[SOLVED] Write a job that counts the frequencies of word first letters in a file. So if there are three words starting with "c" answer would be "c 3"

Write a job that counts the frequencies of word first letters in a file. So if there are three words starting with "c" answer would be "c 3"

I have the below code and get the word count but getting the first letter frequency of all the words I don't understand how to do this. If there are three words starting with C in the file I would expect the outcome to be "C 3". I don't need to distinguish between caps so 'a' and 'A' will be the counted the same.

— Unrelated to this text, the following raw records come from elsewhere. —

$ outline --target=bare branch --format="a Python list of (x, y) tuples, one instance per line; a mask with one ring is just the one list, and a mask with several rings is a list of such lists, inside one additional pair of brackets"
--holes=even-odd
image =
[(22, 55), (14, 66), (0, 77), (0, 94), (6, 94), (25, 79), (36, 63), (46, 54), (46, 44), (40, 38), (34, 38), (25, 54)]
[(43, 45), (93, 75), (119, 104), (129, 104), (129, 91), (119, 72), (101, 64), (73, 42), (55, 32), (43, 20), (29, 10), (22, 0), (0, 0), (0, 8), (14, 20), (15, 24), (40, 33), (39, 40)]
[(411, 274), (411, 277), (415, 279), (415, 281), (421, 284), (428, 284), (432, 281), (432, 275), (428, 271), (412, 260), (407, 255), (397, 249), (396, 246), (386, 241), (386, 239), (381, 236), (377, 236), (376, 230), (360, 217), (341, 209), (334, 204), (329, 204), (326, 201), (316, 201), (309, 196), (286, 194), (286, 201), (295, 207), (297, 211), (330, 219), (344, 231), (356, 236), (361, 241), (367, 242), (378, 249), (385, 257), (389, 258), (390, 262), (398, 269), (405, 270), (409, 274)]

from mrjob.job import MRJob

class Job(MRJob):
    def mapper(self,Key, value):
     
        for char in value.strip().split():
            yield char, 1
    def reducer(self, Key, values):
    
        yield Key, sum(values)
if __name__ == '__main__':
    Job.run()

Solution

You can change the default example on https://pypi.org/project/mrjob/:

"""The classic MapReduce job: count the frequency of words.
"""
from mrjob.job import MRJob
import re

WORD_RE = re.compile(r"[\w']+")


class MRWordFreqCount(MRJob):

    def mapper(self, _, line):
        for word in WORD_RE.findall(line):
            yield (word.lower(), 1)

    def combiner(self, word, counts):
        yield (word, sum(counts))

    def reducer(self, word, counts):
        yield (word, sum(counts))

which accomplishes this for full (lowercased) words into

"""The changed MapReduce job: count the frequency of words
starting with the same (case insensitive) letter."""
from mrjob.job import MRJob
import re

WORD_RE = re.compile(r"[\w']+")    

class MyWordCount(MRJob):

    def mapper(self, _, line):
        for word in WORD_RE.findall(line):
            yield (word[0].lower(), 1)      # use the 1st letter, lowercased

    def combiner(self, word, counts):
        yield (word, sum(counts))

    def reducer(self, word, counts):
        yield (word, sum(counts))


if __name__ == '__main__':
     MyWordCount.run()

save it as my_word_count.py and start it like so:

python my_word_count README.rst > counts.txt

The result is then found in counts.txt